Andei refletindo sobre a questão do racismo (principalmente o ligado a cor da pele, haja vista que qualquer grupo de pessoas com características que contemplem algo que alguém considere uma raça e o diminua por isso, encaixa-se, ao meu ver, em caso de racismo — judeus, por exemplo, formavam uma raça para os nazistas) e levantei a hipótese de que nem todo racista é igual ao outro. Acredito que a separação seja importante. O primeiro tipo é aquele indivíduo que acredita que o fenótipo expresso de cor da pele realmente esteja ligado com a inferioridade de alguma característica (intelectual, por exemplo). Muitos acreditam que para essa pessoa faltou educação doméstica… pode até ser, mas sem dúvida não é a principal deficiência. Se eu quisesse ser racista, não conseguiria: estou limitado pela realidade. Não há um único motivo para inferir a relação (positiva ou negativa) da cor da pele com o intelecto… ou muito menos uma inferioridade (ou superioridade) intrínseca. Essa pessoa é, resumindo, ignorante, no sentido de não entender o básico sobre como a realidade é. Sendo assim, campanhas antirracismo podem fazer com que essa pessoa não fale nada considerado racista, mas será no máximo um cão adestrado, pois sua ignorância faz com que ela pense como um racista. Logo, o racismo não será combatido por “campanhas antirracismo” que apelem para o emocional. Apenas o conhecimento científico e o pensamento crítico reverteriam esse racismo. Há uma variação desse tipo, em que a pessoa pode ser, além de ignorante, má. Isso faz com que o racista ofenda um grupo não apenas por desinformação, mas também pelo prazer de afetar de forma negativa o psicológico de outras pessoas. Quando a “maldade” está envolvida, campanhas contra o racismo que apelem para o emocional ou qualquer depoimento público em que a pessoa se expresse como vítima, não apenas não solucionarão o problema, mas serão responsáveis por alimentá-lo. Isso vale para a pessoa que não é ignorante, no sentido colocado acima, mas ainda assim continua sendo má. Ela pouco se importa com a realidade: o que dá prazer a ela é o sofrimento alheio. Nos últimos casos, é claro, educação científica alguma seria útil. Não sei como lidar com a “maldade”, seja lá o que ela for.
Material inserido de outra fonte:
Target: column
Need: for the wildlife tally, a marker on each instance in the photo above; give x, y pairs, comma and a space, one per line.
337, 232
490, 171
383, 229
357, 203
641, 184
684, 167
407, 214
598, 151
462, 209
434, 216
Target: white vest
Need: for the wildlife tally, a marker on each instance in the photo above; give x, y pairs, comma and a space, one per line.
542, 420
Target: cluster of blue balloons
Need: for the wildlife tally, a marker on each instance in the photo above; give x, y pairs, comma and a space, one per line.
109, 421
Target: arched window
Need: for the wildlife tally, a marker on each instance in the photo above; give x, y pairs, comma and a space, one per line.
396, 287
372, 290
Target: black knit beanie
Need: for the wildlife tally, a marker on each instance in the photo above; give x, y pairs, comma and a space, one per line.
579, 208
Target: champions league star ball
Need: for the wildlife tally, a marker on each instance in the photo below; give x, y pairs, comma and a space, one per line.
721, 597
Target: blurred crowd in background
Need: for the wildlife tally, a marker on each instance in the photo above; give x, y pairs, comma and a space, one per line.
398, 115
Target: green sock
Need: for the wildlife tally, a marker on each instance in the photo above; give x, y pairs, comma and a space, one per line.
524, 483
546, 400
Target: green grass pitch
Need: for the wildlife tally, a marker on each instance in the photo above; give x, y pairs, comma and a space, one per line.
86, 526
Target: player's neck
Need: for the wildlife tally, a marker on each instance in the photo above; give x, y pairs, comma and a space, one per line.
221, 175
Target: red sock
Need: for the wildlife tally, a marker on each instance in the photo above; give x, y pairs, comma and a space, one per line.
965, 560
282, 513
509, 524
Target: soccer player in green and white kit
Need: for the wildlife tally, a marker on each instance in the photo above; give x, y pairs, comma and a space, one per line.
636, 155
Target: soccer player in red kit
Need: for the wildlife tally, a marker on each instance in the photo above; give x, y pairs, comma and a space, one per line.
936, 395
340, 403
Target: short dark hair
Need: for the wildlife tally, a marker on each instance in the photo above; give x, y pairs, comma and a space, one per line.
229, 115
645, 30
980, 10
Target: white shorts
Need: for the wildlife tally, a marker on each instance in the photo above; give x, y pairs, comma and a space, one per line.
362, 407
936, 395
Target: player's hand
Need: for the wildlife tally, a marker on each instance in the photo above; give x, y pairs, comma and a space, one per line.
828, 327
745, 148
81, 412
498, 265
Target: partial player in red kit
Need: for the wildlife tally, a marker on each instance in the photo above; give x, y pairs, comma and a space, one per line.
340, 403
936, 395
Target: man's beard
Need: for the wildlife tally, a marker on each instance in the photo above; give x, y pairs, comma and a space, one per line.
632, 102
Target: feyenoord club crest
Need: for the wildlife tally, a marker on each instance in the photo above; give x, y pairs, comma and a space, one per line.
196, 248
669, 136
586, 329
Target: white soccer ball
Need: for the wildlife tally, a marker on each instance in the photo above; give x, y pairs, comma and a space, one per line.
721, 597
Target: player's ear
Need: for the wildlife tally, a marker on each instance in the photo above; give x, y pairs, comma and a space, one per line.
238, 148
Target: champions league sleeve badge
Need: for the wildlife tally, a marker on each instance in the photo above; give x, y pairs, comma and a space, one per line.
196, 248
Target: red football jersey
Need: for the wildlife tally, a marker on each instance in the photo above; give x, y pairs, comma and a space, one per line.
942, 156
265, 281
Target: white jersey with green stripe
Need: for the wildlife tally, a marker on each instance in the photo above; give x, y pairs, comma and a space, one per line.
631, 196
Talvez as campanhas e os depoimentos de vítimas só ajudem em casos em que a pessoa, já estando limitada pela realidade, ou seja, sabendo que racismo é bobagem, é “babacona”, gosta de ver o caos e o circo pegar fogo, mas não é má. É uma racista pela “farra”. Acho que falta a essa pessoa aquilo que é fundamental para vivermos em sociedade, que é a capacidade, antes de agirmos ou falarmos alguma coisa, de levar em consideração o sofrimento de outros indivíduos. Podemos mostrar a ele — o indivíduo racista — que pessoas sofrem com suas alegações e isso faria com que ele desenvolvesse uma preocupação moral a esse grupo. Termino deixando duas perguntas:

1) Qual é o tipo de racista mais comum?

A resposta importa, já que cada tipo de racista deixaria de ser racista por questões diferentes.

2) No caso da maldade, ela é reversível?

Para as pessoas más, que se alimentam do sofrimento, não fará diferença educação científica ou sensibilização… então essa reversão é importante para que tenhamos algum alcance em nossas ações.